Today, the ELCA has 3.5 million members in 9,200 congregations with Women of the ELCA units in about 4,500 of those, Bushkofsky reported.
“Like the ELCA and most mainline Protestant denominations, Women of the ELCA has seen a decline in participation since our constituting convention in 1987,” she said.
And that means offerings have dropped.
Gifts to Regular Offerings have dropped from about $1.2 million in 1997 to about $330,000 in 2018. Regular offerings are collected in congregational units and benefit the unit, the synodical organization and the churchwide organization.
Thankofferings have declined from nearly $1.6 million in 1997 to about $647,000 in 2018 or about 81 percent of the $800,000 anticipated for fiscal year 2018. Thankofferings are special offerings made throughout the year and collected during a dedicated worship service and forwarded 100 percent to the churchwide organization.
“Thankofferings are designed to be a reflection of your experience of God in your life,” Bushkofsky said. “It’s your personal reflection of God’s presence in your life and how you perceive that presence.”
“The reality is things have to change if Women of the ELCA is to exist in the future,” she said. “There is much room for growth in our organization. But we have to act now.”
Strategy for change
In her annual address to presidents, Executive Board President Lisa Plorin reported that the board formed an exploratory committee in April 2018 to help the organization grow into the future.
The committee is seeking answers to three questions from Women of the ELCA participants, and it will make recommendations in the executive board’s October 2019 meeting. The questions are:
- If you could make changes to our constitutions to encourage more participation in the organization, what would they be?
- The triennial convention costs approximately $2,400 per voting member. Annual revenue from offerings has been insufficient to pay for the convention over the past two triennium. How could your SWO assist with the costs?
- Why is this organization important to you? If this organization went away tomorrow, would you miss it? Would it matter? Why?

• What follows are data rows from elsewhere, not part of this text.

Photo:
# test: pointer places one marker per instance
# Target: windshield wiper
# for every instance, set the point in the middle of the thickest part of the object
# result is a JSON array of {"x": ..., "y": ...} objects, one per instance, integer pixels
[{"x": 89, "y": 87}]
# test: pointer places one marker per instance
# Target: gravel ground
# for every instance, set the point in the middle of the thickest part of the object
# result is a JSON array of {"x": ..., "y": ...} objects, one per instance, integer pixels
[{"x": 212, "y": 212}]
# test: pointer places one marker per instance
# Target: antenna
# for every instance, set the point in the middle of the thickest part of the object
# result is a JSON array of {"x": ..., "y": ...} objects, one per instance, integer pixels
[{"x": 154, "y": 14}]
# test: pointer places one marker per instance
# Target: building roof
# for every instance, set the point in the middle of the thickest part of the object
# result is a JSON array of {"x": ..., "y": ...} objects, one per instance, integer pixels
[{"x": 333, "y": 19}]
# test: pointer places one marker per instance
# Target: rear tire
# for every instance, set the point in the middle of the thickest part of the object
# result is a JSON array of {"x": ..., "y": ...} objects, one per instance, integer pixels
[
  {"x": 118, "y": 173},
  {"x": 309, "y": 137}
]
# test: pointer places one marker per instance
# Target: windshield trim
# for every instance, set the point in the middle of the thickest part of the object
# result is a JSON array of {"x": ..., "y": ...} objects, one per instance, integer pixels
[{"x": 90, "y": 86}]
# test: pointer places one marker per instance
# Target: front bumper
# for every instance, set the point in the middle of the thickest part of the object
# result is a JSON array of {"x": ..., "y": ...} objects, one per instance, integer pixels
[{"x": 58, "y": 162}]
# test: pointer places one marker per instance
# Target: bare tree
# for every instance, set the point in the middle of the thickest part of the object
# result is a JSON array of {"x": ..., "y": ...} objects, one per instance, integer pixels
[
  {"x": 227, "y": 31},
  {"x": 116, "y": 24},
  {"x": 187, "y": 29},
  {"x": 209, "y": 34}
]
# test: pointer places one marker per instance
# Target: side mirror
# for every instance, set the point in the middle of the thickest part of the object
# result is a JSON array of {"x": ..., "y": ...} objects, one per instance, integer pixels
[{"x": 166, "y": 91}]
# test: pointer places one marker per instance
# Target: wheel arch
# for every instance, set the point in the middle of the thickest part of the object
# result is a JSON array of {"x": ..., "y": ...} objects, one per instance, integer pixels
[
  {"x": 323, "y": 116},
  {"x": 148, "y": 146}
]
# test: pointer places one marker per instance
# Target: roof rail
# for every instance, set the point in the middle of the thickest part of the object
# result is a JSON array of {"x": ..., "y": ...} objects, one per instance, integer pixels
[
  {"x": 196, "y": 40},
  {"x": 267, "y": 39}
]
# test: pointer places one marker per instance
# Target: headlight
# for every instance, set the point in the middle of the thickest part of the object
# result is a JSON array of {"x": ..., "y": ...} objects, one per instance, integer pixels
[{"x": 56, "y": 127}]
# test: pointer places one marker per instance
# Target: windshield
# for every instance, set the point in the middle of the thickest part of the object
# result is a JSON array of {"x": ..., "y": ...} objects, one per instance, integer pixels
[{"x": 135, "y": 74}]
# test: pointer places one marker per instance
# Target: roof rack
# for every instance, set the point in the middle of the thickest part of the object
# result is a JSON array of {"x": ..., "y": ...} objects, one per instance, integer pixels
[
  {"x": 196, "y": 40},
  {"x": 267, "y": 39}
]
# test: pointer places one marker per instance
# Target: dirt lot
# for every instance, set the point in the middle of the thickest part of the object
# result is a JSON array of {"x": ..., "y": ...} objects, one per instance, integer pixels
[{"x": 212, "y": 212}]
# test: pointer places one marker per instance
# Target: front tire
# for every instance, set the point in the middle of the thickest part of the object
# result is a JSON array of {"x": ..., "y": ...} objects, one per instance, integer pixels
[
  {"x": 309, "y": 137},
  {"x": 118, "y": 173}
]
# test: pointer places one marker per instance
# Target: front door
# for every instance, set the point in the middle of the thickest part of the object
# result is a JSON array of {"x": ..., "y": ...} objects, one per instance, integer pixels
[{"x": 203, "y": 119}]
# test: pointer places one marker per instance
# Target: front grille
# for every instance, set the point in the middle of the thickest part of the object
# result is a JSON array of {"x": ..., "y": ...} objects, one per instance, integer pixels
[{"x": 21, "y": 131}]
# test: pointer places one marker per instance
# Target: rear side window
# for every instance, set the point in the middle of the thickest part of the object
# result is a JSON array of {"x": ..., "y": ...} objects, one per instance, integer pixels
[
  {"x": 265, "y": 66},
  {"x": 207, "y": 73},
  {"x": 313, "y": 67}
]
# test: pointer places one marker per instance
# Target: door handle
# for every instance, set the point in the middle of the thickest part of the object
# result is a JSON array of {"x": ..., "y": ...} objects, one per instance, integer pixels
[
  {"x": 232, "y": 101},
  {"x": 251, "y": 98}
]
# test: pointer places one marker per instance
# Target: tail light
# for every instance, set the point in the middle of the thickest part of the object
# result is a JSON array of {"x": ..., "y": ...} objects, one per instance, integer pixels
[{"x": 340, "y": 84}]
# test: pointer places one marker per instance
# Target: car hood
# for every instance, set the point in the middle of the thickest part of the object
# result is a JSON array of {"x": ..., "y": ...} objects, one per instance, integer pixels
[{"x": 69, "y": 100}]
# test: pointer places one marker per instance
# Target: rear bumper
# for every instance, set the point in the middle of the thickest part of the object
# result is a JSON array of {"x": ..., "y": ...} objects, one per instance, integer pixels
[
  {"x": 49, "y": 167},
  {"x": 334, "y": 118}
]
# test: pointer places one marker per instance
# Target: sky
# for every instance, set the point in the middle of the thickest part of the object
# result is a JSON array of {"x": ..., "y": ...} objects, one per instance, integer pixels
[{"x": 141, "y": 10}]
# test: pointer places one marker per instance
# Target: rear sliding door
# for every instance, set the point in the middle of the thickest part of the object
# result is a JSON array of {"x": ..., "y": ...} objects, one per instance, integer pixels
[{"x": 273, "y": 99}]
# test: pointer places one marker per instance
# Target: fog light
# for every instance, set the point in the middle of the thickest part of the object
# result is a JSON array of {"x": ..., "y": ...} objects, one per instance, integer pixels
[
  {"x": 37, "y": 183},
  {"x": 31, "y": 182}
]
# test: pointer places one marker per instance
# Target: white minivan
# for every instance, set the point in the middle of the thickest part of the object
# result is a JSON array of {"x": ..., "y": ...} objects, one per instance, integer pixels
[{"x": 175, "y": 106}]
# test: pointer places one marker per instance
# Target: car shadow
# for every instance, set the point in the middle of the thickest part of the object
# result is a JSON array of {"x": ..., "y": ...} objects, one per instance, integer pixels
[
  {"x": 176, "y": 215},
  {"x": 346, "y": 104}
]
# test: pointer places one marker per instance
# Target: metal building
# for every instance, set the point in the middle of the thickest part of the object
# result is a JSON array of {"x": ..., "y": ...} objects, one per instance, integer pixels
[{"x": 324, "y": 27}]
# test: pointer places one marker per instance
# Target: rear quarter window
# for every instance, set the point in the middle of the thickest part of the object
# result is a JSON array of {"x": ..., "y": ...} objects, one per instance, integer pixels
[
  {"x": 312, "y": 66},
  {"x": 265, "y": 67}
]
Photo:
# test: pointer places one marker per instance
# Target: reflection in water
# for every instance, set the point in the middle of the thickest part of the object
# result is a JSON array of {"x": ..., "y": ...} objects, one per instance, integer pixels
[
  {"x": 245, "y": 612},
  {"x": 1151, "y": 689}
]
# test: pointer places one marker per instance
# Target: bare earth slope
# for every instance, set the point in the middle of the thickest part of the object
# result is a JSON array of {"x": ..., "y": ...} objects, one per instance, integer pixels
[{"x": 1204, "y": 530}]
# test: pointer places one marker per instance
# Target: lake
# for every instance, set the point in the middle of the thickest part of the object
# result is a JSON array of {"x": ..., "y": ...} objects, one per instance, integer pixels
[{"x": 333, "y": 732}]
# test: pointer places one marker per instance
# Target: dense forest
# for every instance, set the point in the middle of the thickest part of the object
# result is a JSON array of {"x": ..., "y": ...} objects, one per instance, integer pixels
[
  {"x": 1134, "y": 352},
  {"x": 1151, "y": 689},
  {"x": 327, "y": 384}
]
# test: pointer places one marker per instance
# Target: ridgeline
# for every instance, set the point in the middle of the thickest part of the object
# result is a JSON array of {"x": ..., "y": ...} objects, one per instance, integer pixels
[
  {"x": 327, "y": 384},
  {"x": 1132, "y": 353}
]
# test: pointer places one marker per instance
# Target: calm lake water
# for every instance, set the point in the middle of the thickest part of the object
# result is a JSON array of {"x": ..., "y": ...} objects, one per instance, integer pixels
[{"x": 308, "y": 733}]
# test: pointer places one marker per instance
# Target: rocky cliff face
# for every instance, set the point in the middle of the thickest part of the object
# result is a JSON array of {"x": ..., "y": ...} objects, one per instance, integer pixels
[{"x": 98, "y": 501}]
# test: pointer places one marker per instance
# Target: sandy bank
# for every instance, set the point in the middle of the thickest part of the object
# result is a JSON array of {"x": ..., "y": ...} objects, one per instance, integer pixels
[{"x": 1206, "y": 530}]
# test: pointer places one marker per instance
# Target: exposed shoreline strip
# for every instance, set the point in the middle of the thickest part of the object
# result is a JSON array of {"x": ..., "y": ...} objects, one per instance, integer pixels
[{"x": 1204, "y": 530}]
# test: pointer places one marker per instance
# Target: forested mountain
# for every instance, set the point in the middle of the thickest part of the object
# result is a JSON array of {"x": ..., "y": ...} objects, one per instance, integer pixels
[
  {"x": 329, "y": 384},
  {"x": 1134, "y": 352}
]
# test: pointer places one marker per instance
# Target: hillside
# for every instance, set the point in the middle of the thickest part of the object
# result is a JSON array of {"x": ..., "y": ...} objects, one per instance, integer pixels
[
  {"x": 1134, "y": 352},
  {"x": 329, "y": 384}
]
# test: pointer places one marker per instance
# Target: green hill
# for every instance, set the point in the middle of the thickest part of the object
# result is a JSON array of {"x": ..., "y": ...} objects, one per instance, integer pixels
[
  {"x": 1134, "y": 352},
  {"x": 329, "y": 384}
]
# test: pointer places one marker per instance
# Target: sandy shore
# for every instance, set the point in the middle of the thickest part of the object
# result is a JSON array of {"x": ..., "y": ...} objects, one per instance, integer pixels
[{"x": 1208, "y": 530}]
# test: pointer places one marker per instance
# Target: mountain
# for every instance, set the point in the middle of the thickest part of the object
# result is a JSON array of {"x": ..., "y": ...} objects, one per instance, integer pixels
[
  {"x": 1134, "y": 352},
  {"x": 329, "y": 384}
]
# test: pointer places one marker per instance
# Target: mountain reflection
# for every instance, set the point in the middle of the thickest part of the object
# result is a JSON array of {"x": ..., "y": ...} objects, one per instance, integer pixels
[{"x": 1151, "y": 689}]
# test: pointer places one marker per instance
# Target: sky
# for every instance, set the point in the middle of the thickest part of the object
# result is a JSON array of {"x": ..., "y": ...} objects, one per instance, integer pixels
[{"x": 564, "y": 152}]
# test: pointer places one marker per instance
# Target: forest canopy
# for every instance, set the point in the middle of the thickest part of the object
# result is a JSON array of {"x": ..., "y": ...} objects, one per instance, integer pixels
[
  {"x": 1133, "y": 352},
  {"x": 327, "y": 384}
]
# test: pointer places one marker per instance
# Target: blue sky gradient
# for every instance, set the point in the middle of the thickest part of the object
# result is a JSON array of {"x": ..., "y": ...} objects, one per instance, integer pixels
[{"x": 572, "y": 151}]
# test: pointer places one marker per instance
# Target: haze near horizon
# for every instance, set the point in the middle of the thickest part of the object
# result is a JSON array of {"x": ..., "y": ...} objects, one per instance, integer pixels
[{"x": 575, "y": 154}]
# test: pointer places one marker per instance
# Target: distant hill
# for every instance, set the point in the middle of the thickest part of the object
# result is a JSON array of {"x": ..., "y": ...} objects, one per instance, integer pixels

Presidents had an opportunity, working in regional groups, to discuss these three questions. Their responses will be shared with the exploratory committee prior to its next meeting on March 23, 2019. (If you would like to share your answers to these questions with the exploratory committee, include them in the comment section below.)
Plorin encouraged women to ask themselves why Women of the ELCA is important to them.
“Would you miss it if it went away?” she asked. “I can tell you that if the Women of the ELCA went away tomorrow, it would be missed. This organization is an integral part of the church.”
Work in racial justice advocacy and human sex trafficking education would be missed, she said. The organization’s commitment to raising up healthy women and girls and its work to end domestic violence would be missed.
“I think I speak for everyone here in this room that the Women of the ELCA is an important entity within the ELCA,” she said. “When we all work together to fulfill our mission and purpose, we can make a difference.
“Let’s do this. Let’s grow this organization into the future!”
During the COP Saturday evening worship service, an offering of about $8,500 was collected and will be distributed to Women of the ELCA’s ongoing ministries (50 percent), to the All Anew Campaign for Katie’s Fund (25 percent), and to Lutheran Suicide Prevention Ministry (25 percent.) The conference theme was “Child of God: Matthew 18:1-5.”